Hydrogen peroxide as a tool for studying oxidative stress in the heart

RESUMO

Hydrogen peroxide (H2O2) was observed to depolarize the frog sartorius muscle and promote rhythmic contraction of frog cardiac ventricular rings or their contracture. This last effect was sodium-dependent. H2O2 perfused or injected into the aorta of the isolated rat heart induces a positive inotropic effect (with cardiac arrhythmias such as extrasystolic potentiations) followed by deoression of contractility or cardiac contractures, according to the dose employed. The last effects is similar to the "stone heart"observed in the reperfusion injury and may be ascribed to lipoperoxidation (LPO) of the membrane lipids, to protein damage, to reduction in the ATP level and/or to cardioactive compounds liberated by LPO. Besides its direct effect on the ATP level, H2O2 would react with iron ions to produce hydroxyl radicals that attack the cellular membranes. Deferoxamine, an iron chelator and scavenger of hydroxyl radicals, reduced the contractures induced by H2O2. Perfusion with H2O2 increased the LPO of cardiac homogenates measured by chemiluminescence, oxygen uptake and malonaldehyde formation. The fall in ATP levels and the LPO would result in calcium overload of the cardiac fibers and contracture ("stone heart"). The 45Ca uptake was increased by incubation of cardiac strips with H2O2. Previous perfusion of the isolated rat heart with nifedipine or indomethacin reduced the H2O2 cardiac contracture. Vitamin A, a quencher of singlet oxygen liberated during LPO, reduces the H2O2 cardiac contractures and also LPO. Gradual physical exercises, besides increasing the oxygen consumption, protected the heart from oxidative stress. The experimental production of hypothyroidism protected the heart against the H2O2 oxidative stress. The hearts of rats submitted to hypertension with high renin levels showed increased LPO, measured by chemiluminescence and oxygen uptake, indicating that this condition may be produced by oxygen species or causes their production.
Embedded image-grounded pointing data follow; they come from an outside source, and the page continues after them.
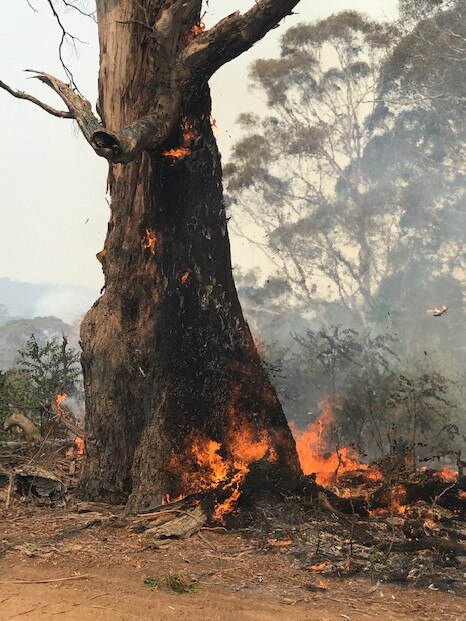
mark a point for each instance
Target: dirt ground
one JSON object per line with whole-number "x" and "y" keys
{"x": 106, "y": 571}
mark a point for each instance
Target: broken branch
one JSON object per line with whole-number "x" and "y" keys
{"x": 233, "y": 35}
{"x": 62, "y": 114}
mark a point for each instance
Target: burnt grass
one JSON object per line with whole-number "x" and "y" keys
{"x": 425, "y": 547}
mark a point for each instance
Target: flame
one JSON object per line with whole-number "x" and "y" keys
{"x": 280, "y": 543}
{"x": 319, "y": 567}
{"x": 196, "y": 30}
{"x": 188, "y": 136}
{"x": 447, "y": 474}
{"x": 59, "y": 398}
{"x": 149, "y": 240}
{"x": 261, "y": 347}
{"x": 207, "y": 464}
{"x": 78, "y": 448}
{"x": 316, "y": 457}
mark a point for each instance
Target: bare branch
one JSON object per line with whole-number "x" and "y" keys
{"x": 31, "y": 7}
{"x": 234, "y": 35}
{"x": 64, "y": 36}
{"x": 72, "y": 5}
{"x": 123, "y": 146}
{"x": 21, "y": 95}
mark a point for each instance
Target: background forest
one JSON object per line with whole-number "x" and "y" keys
{"x": 353, "y": 186}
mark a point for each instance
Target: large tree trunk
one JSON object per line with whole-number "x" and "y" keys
{"x": 167, "y": 355}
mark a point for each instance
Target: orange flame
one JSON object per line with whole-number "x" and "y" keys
{"x": 196, "y": 30}
{"x": 319, "y": 567}
{"x": 209, "y": 467}
{"x": 187, "y": 138}
{"x": 447, "y": 474}
{"x": 280, "y": 543}
{"x": 79, "y": 446}
{"x": 316, "y": 455}
{"x": 148, "y": 242}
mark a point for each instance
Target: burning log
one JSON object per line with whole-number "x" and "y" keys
{"x": 64, "y": 418}
{"x": 181, "y": 526}
{"x": 20, "y": 420}
{"x": 38, "y": 483}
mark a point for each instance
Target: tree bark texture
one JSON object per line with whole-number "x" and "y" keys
{"x": 167, "y": 354}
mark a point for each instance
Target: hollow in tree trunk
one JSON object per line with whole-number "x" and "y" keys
{"x": 168, "y": 359}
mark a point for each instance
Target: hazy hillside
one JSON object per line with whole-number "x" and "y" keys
{"x": 15, "y": 333}
{"x": 23, "y": 299}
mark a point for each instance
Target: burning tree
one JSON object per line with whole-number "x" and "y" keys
{"x": 168, "y": 359}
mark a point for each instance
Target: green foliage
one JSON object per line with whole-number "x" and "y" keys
{"x": 42, "y": 372}
{"x": 381, "y": 401}
{"x": 172, "y": 583}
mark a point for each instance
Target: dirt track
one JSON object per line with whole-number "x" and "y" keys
{"x": 233, "y": 587}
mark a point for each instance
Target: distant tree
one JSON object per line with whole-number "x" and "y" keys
{"x": 167, "y": 353}
{"x": 353, "y": 185}
{"x": 43, "y": 372}
{"x": 296, "y": 178}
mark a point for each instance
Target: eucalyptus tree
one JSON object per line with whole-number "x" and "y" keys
{"x": 167, "y": 353}
{"x": 323, "y": 225}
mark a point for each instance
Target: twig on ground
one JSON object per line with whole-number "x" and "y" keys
{"x": 47, "y": 580}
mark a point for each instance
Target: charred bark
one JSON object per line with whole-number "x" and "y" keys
{"x": 167, "y": 354}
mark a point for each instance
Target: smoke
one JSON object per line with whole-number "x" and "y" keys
{"x": 64, "y": 302}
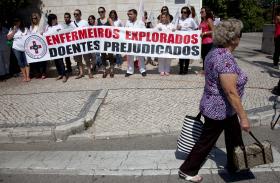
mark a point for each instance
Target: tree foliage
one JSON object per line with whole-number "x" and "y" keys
{"x": 252, "y": 15}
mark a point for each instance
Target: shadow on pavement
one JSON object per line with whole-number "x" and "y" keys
{"x": 241, "y": 176}
{"x": 219, "y": 157}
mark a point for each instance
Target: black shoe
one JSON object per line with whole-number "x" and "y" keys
{"x": 276, "y": 91}
{"x": 144, "y": 74}
{"x": 127, "y": 75}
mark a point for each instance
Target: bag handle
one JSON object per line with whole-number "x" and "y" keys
{"x": 198, "y": 116}
{"x": 258, "y": 143}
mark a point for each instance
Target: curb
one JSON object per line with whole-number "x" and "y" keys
{"x": 57, "y": 133}
{"x": 258, "y": 117}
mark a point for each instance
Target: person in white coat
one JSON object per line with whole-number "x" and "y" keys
{"x": 54, "y": 27}
{"x": 133, "y": 22}
{"x": 4, "y": 52}
{"x": 166, "y": 26}
{"x": 17, "y": 33}
{"x": 39, "y": 68}
{"x": 186, "y": 23}
{"x": 78, "y": 22}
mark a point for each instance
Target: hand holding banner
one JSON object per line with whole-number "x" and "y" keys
{"x": 117, "y": 40}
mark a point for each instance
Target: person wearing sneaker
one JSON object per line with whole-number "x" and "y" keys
{"x": 78, "y": 22}
{"x": 134, "y": 23}
{"x": 277, "y": 39}
{"x": 54, "y": 27}
{"x": 221, "y": 103}
{"x": 90, "y": 57}
{"x": 17, "y": 33}
{"x": 68, "y": 25}
{"x": 117, "y": 23}
{"x": 166, "y": 26}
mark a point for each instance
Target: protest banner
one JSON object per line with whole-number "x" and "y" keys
{"x": 117, "y": 40}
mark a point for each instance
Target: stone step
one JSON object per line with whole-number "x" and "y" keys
{"x": 119, "y": 163}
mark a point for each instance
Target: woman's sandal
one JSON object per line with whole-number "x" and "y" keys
{"x": 195, "y": 178}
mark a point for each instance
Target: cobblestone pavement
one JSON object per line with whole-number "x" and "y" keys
{"x": 47, "y": 109}
{"x": 133, "y": 105}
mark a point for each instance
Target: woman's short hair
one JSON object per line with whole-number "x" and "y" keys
{"x": 226, "y": 32}
{"x": 51, "y": 17}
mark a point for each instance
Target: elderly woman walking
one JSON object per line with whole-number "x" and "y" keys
{"x": 221, "y": 101}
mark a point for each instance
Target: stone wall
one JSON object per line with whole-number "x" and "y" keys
{"x": 89, "y": 7}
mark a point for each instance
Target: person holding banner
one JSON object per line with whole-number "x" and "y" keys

All these findings give support to the idea that the ischemia-reperfusion injury is an active oxygen species associated disorder that induces cardiac stiffness or contractures that would be produced by calcium overload. Thus, H2O2 may be useful for inducing experimental oxidative stress in the heart and for studying its oxidative status in physiological and pathological situations.